La ley de hierro

La grave tensión que se vive en Cataluña no debería ocultar la única evidencia que permite albergar alguna esperanza: nada irreparable ha sucedido todavía. Antes de que la situación siga degradándose, los líderes que nos han arrastrado hasta este punto deberían responder a la pregunta que les dirigimos como ciudadanos sobrecogidos por un horizonte al que no queremos enfrentarnos: ¿el objetivo que se proponen es que siga sin suceder nada irreparable, o, simplemente, la victoria de su programa? Si la respuesta es esta última, reconozcámoslo de inmediato: ninguna solución es posible. No estaríamos representados por líderes que se conforman con lo posible sino por fanáticos que desprecian el coste de lo improbable. Implicarnos a los ciudadanos como comparsas de su designio hará de ellos, sin duda, personajes de la historia. Pero no por haber salvaguardado valerosamente la libertad, sino por haber comprometido irresponsablemente la convivencia.

Los líderes catalanes que han desarrollado el programa de la independencia desde las instituciones establecidas por la Constitución del 78, imaginando que con un poco de arrojo y otro poco de astucia podrían transformarlas en lo que no son, se han instalado en un equívoco que puede ofrecer una imagen noble de su causa, o al contrario. Puesto que aseguran hablar en nombre de Cataluña, reivindicar la independencia de España podría presentarse en determinadas circunstancias como una causa democrática. Sólo que para dirigirse directamente a España, hablando en nombre de Cataluña, han tenido que ignorar la voluntad de los catalanes que no quieren la independencia, y en esa ignorancia hay un abuso y una imposición. Por descontado, estos líderes podrán alegar que por eso querían convocar un referéndum, y que el Gobierno central se lo impidió. Pero que el Gobierno central se lo impidiera no los legitimaba para disponer de las instituciones comunes en favor de su programa, como hicieron al decidir que unas elecciones autonómicas serían plebiscitarias, ni para aprobar en un Parlament desnaturalizado una legalidad a su medida que volvía a ignorar la voluntad de los catalanes contrarios a la independencia. Ni menos aún para sostener que los resultados de un referéndum convocado por y para los partidarios de la independencia son suficientes para comprometer el futuro de todos los catalanes.
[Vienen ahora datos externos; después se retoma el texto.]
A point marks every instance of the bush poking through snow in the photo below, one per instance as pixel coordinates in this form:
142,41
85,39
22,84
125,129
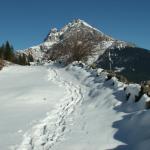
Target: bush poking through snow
1,64
147,104
146,87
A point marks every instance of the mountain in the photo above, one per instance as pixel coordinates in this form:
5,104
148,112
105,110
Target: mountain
80,41
78,29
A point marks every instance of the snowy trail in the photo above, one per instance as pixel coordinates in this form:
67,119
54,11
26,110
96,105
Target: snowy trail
85,112
44,135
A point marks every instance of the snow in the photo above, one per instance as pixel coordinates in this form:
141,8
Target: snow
84,111
26,96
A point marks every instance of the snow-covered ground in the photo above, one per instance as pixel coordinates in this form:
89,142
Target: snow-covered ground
85,111
26,95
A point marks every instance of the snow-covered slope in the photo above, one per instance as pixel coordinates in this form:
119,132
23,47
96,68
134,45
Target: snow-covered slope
90,113
26,95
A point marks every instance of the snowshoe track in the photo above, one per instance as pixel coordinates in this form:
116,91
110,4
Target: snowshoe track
50,130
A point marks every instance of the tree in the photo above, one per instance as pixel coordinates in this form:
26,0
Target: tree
8,52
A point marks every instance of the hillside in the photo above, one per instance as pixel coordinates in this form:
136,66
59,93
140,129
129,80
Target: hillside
79,41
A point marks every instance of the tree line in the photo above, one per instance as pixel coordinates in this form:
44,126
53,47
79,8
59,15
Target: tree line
7,53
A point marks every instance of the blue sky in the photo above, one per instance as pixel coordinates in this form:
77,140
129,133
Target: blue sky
26,22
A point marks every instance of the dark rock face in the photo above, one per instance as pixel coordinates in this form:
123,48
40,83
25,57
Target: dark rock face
134,60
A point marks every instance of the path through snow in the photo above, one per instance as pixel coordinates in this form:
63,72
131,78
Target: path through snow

Tal vez sus iniciativas no habrían llegado tan lejos si hubieran encontrado enfrente algo distinto de una perseverante inacción. Pero no sólo porque la inacción les ha permitido avanzar por vías de hecho, sino porque ha ido reduciendo las posibilidades de respuesta estrictamente política de las fuerzas contrarias a la independencia. Por no haber hecho a tiempo política dentro de la Constitución, el Gobierno central se ve obligado a hacer ahora política con la Constitución, convirtiéndola en el programa para Cataluña. Por esta razón, lo único que el 1 de octubre ha puesto políticamente en juego es lo único que no debería haber puesto jamás: la vigencia de la Constitución en el territorio de Cataluña. Los independentistas se proponen abrogarla mediante la consumación definitiva de las vías de hecho, y el Gobierno central está a un paso de tener que recurrir a un artículo que, como el 155, apenas consigue ocultar como una hoja de parra el recurso a la fuerza legítima del Estado; legítima sí, pero fuerza al fin y al cabo, fuerza que, cuando se aplica, deja en suspenso cualquier solución, hasta que regresa la política.
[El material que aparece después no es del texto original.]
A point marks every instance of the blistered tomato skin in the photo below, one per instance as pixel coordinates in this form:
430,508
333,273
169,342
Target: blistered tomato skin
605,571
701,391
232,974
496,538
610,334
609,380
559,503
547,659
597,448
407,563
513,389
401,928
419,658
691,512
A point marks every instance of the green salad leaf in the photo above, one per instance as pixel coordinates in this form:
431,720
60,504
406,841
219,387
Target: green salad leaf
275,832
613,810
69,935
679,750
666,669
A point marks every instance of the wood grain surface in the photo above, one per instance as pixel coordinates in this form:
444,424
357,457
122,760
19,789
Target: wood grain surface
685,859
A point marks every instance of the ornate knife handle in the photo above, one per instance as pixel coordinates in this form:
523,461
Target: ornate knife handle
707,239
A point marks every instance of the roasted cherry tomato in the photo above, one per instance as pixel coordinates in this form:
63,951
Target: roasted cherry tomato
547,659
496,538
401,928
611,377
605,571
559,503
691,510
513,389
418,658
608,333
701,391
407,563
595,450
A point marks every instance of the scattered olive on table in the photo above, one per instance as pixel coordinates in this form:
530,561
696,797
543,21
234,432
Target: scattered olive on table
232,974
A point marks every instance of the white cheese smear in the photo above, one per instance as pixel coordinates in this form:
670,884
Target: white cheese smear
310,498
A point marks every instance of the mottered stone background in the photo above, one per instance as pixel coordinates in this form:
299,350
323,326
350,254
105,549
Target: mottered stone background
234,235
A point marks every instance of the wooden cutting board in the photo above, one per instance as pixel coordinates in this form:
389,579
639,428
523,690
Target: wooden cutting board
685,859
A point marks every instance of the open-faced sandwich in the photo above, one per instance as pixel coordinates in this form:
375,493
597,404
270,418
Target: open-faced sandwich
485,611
La crisis que se vive en Cataluña está produciendo una desconcertante y generalizada embriaguez, de euforia en unos casos y de indignación en otros. No es el mejor estado para adoptar decisiones, sobre todo si son decisiones que sólo buscan demostrar lo arraigada que está la voluntad de independencia en Cataluña o lo fuerte que es el Estado en España. Porque si en la refriega llega a producirse algo irreparable, si algo irreparable sucediera en las mismas calles por las que hoy marchan unos y mañana marcharán otros, lo único que habrá quedado patente una vez más es que la ley de hierro de la historia, la única ley de hierro que se conoce, ha vuelto a cumplirse en España: el mal gobierno de las instituciones antecede siempre a la catástrofe. Si, respondiendo a la pregunta que les dirigimos como ciudadanos, nuestros líderes no se comprometen con el objetivo de evitarla mientras aún se está a tiempo, sino con el de hacer triunfar su programa cueste lo que cueste, ¿qué libertad de qué nación ni qué triunfo de qué Estado podrán nunca devolvernos todo cuanto habremos perdido?